Österreich: Dorothee-und Bruder-Klaus-Friedenskapelle

Anfangs der 80er-Jahre entstand in Maria Alm (Salzburger-Land) auf Initiative des Religionslehrers Walter Rinnerthaler die Dorothee- und Bruder Klaus-Friedenskapelle. Zusammen mit Architekturstudenten der HTL Saalfelden wurde sie geplant und gebaut. Ein fächerübergreifendes Projekt der Schule. Diese Friedenskapelle ist beispielhaft für viele private Initiativen und zeigt, wie breit und vielseitig die moderne Bruder-Klaus-Verehrung sein kann. Dorothee von Flüe ist dabei unverzichtbarer Bestandteil des gemeinsamen Weges mit Niklaus. Typisch für viele jüngere Stiftungen und Initiativen ist die ökumenische Ausrichtung im Geist von Taizé. Die Friedenskapelle wird regelmässig für Trauungen und Gottesdienste genutzt, und Leute aus nah und fern besuchen den stillen Ort auf dem romantischen Hügel im Wald. Ebenso wird Niklaus von Flüe ausdrücklich als Friedensheiliger wahrgenommen und verehrt, des äusseren wie des inneren Friedens. Und ergänzend zur Friedenskapelle hat Walter Rinnerthaler 2003 in Maria Alm weitere Orte des Innehaltens realisiert. Neben der Pfarr- und Wallfahrtskirche Maria Alm und der Friedenskapelle wurde ein Labyrinth, inspiriert von der Kathedrale San Vitale in Ravenna, und ein interreligiöser Raum der Stille geschaffen.

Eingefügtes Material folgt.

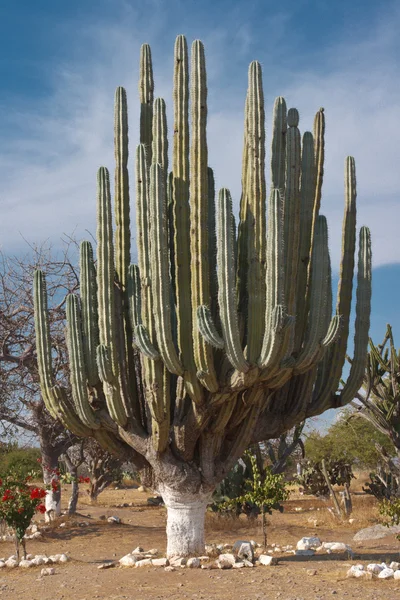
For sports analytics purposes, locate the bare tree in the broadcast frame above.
[0,240,78,518]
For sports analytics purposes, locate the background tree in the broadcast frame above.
[0,241,79,518]
[304,409,395,469]
[35,36,371,556]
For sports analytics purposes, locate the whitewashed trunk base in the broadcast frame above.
[160,488,211,558]
[44,490,61,523]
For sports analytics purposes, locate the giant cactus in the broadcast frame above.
[35,36,371,555]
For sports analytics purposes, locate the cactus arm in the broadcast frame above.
[313,157,356,407]
[259,189,287,375]
[197,306,225,350]
[33,270,57,419]
[190,40,218,392]
[170,35,203,403]
[134,144,170,452]
[97,167,126,427]
[339,227,372,406]
[246,61,266,364]
[66,294,99,429]
[236,93,249,326]
[127,265,142,331]
[294,131,316,354]
[217,188,249,373]
[295,215,340,373]
[271,96,287,193]
[80,241,99,387]
[152,98,168,176]
[33,270,91,437]
[114,87,131,290]
[207,167,219,323]
[134,323,161,360]
[150,163,183,375]
[311,108,325,236]
[139,44,154,167]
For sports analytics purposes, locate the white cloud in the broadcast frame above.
[0,2,400,266]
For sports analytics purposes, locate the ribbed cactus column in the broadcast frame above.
[171,35,203,403]
[190,40,218,392]
[139,44,154,166]
[246,61,266,363]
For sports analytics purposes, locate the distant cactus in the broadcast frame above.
[35,36,371,555]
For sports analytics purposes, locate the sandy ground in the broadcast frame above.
[0,486,400,600]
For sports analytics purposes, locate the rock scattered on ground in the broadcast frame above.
[353,525,400,542]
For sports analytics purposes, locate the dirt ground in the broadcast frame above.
[0,486,400,600]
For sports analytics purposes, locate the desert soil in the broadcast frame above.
[0,486,400,600]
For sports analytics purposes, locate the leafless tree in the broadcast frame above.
[0,239,78,513]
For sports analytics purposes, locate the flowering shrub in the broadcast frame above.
[0,473,46,557]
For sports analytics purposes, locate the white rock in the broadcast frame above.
[135,558,152,567]
[49,554,61,564]
[258,554,277,567]
[217,554,236,569]
[367,563,383,575]
[107,515,121,524]
[19,559,35,569]
[151,558,169,567]
[5,557,18,569]
[169,556,187,567]
[347,565,372,578]
[378,569,394,579]
[233,542,254,561]
[186,556,201,569]
[322,542,353,554]
[296,537,321,550]
[295,550,315,556]
[58,554,69,563]
[119,554,136,567]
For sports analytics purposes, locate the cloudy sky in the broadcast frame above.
[0,0,400,428]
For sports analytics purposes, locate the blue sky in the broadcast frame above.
[0,0,400,432]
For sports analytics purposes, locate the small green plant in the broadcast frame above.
[226,451,289,548]
[379,498,400,541]
[296,460,354,496]
[0,473,46,560]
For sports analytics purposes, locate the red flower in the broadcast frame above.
[2,490,14,502]
[31,488,46,500]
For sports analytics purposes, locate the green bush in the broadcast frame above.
[0,444,42,477]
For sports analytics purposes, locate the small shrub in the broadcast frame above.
[0,473,46,559]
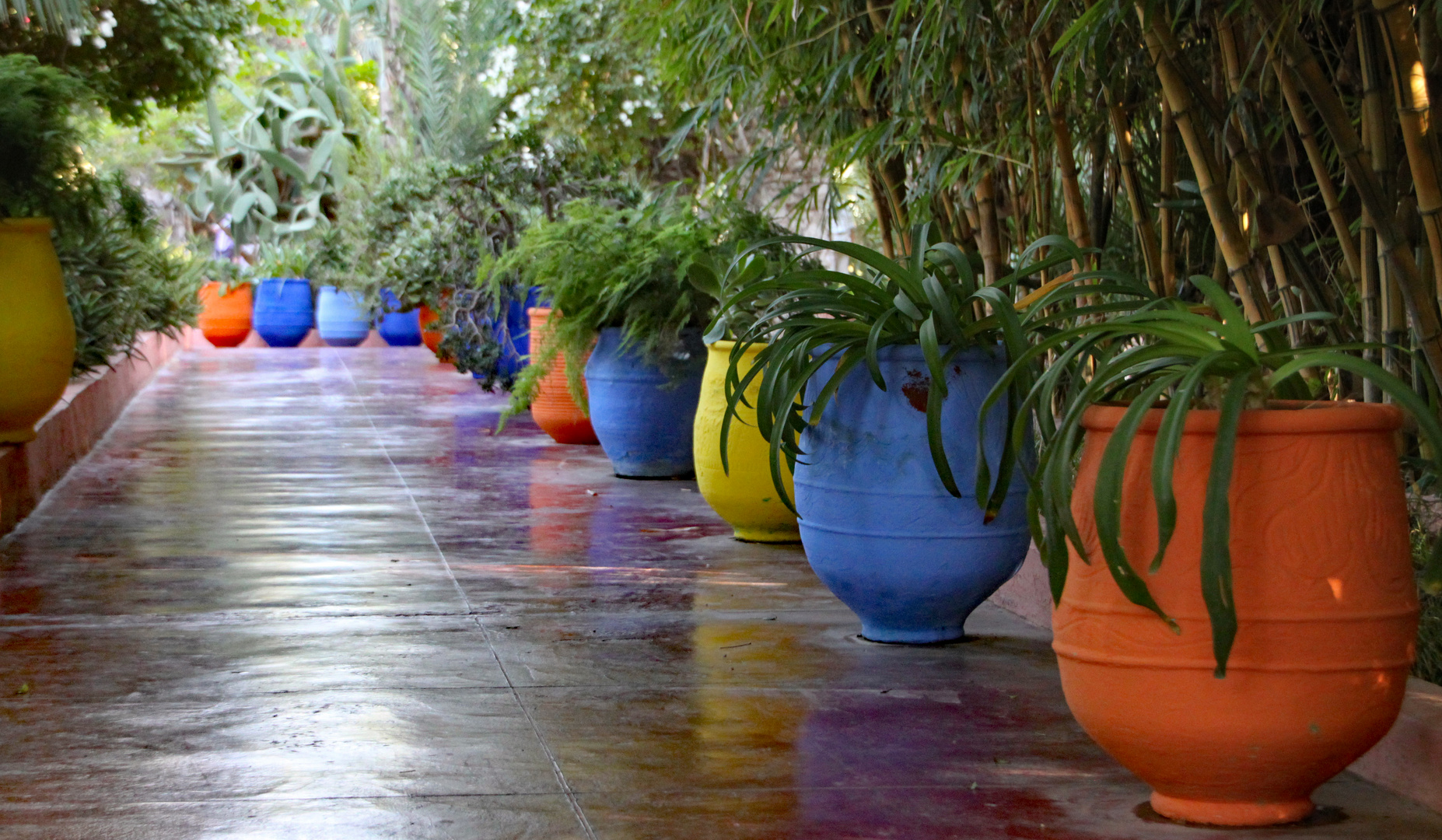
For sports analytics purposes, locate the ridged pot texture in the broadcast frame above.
[0,219,75,444]
[1052,404,1417,825]
[527,307,598,444]
[796,345,1031,642]
[251,277,316,347]
[196,281,254,347]
[694,341,800,543]
[586,327,706,478]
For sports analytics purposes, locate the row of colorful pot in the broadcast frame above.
[534,313,1417,825]
[199,278,439,352]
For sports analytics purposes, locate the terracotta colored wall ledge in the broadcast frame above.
[0,331,193,534]
[991,544,1442,811]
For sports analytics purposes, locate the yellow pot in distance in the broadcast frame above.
[692,341,802,543]
[0,219,75,444]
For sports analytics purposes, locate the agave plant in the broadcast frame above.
[978,275,1442,677]
[712,225,1150,516]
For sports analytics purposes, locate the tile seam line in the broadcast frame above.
[326,347,597,840]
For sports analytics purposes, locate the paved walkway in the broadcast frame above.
[0,348,1442,840]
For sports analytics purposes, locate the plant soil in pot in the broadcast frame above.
[694,341,800,543]
[251,277,316,347]
[586,327,706,478]
[196,281,254,347]
[0,219,75,444]
[1052,404,1417,825]
[795,345,1031,642]
[528,307,600,444]
[316,285,370,347]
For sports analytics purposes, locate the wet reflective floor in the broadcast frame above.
[0,348,1442,840]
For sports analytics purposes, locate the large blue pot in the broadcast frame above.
[375,288,421,347]
[796,345,1031,642]
[316,285,369,347]
[251,277,316,347]
[586,328,706,478]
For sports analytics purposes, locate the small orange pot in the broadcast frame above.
[198,281,254,347]
[527,307,597,444]
[1052,404,1417,825]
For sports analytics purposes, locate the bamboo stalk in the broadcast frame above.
[1272,56,1361,282]
[1108,91,1171,294]
[1136,5,1272,325]
[1253,0,1442,389]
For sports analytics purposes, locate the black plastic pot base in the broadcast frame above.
[1132,800,1347,831]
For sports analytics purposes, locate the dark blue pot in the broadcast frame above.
[586,328,706,478]
[375,288,421,347]
[796,345,1031,642]
[316,285,370,347]
[251,277,316,347]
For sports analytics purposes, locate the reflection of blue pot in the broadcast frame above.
[376,288,421,347]
[586,327,706,478]
[316,285,370,347]
[796,345,1031,642]
[251,277,316,347]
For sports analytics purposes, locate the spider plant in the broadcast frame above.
[978,275,1442,677]
[712,225,1150,516]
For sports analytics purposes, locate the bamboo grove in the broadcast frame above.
[633,0,1442,399]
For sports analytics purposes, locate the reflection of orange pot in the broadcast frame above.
[198,281,254,347]
[529,451,597,558]
[1052,404,1417,825]
[527,307,597,444]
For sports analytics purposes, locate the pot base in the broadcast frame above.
[731,527,802,544]
[1152,791,1317,827]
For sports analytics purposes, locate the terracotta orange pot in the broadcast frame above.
[527,307,597,444]
[198,281,254,347]
[1052,404,1417,825]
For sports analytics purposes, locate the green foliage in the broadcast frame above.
[0,0,250,125]
[978,274,1442,677]
[0,54,91,218]
[54,177,211,375]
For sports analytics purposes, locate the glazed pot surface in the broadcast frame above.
[0,219,75,444]
[694,341,800,543]
[251,277,316,347]
[1052,404,1417,825]
[527,307,600,444]
[196,281,254,347]
[586,328,706,478]
[795,346,1031,642]
[316,285,370,347]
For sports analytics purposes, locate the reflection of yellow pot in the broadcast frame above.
[692,341,800,543]
[0,219,75,444]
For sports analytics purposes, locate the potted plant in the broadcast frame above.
[721,228,1070,642]
[251,242,316,347]
[983,271,1442,825]
[0,56,86,444]
[483,199,718,478]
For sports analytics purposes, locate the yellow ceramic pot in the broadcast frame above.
[692,341,800,543]
[0,219,75,444]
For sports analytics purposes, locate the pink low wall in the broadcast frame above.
[0,330,188,534]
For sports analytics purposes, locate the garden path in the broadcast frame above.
[0,348,1442,840]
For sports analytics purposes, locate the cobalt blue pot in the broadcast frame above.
[795,345,1031,644]
[586,327,706,478]
[251,277,316,347]
[316,285,369,347]
[375,288,421,347]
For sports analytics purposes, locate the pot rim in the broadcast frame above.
[1082,399,1403,435]
[0,216,54,233]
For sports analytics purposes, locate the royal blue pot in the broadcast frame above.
[375,288,421,347]
[586,327,706,478]
[795,345,1031,642]
[251,277,316,347]
[316,285,369,347]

Weitere Besuche von Bruder-Klaus-Pfarreien führten mich unter anderem in die damalige DDR (1987) oder nach Korea (1990). Nicht überall wissen die Menschen, welche heute in diesen Pfarreien leben, wer dieser Niklaus von Flüe ist. Neue Impulse sind darum sinnvoll und willkommen. Es ist zu hoffen, dass das Gedenkjahr beiträgt, alte Kontakte wieder herzustellen und zu pflegen. Denn: «Bruder Klaus ist viel zu gross, um nur Obwaldner zu sein. Er ist zu gross sogar für einen Eidgenossen. Er gehört der ganzen Welt.»

 

1 Der Beitrag von Walter Signer ist eben erschienen in: Roland Gröbli, Heidi Kronenberg, Markus Ries, Thomas Wallimann-Sasaki (Hg), Mystiker, Mittler, Mensch, TVZ-Verlag, Gemeinsames Vorwort von Gottfried Wilhelm Locher und Bischof Charles Morerod, Zürich 2016, 152–155.

Walter Signer (Bild bruderklaus.com)

Walter Signer

Walter Signer (1946) ist in Teufen (Appenzell Ausserrhoden) aufgewachsen. Theologiestudium in Münster und Jerusalem. 1978 Priesterweihe in St. Gallen. Vikar in Rapperswil. 1981 bis 1986 erstmals in Sachseln. Präses der KAB Schweiz. 1994 bis 2011 Pfarrer in Zürich Altstetten. Bis Herbst 2016 wirkte er als Bruder-Klausen-Kaplan.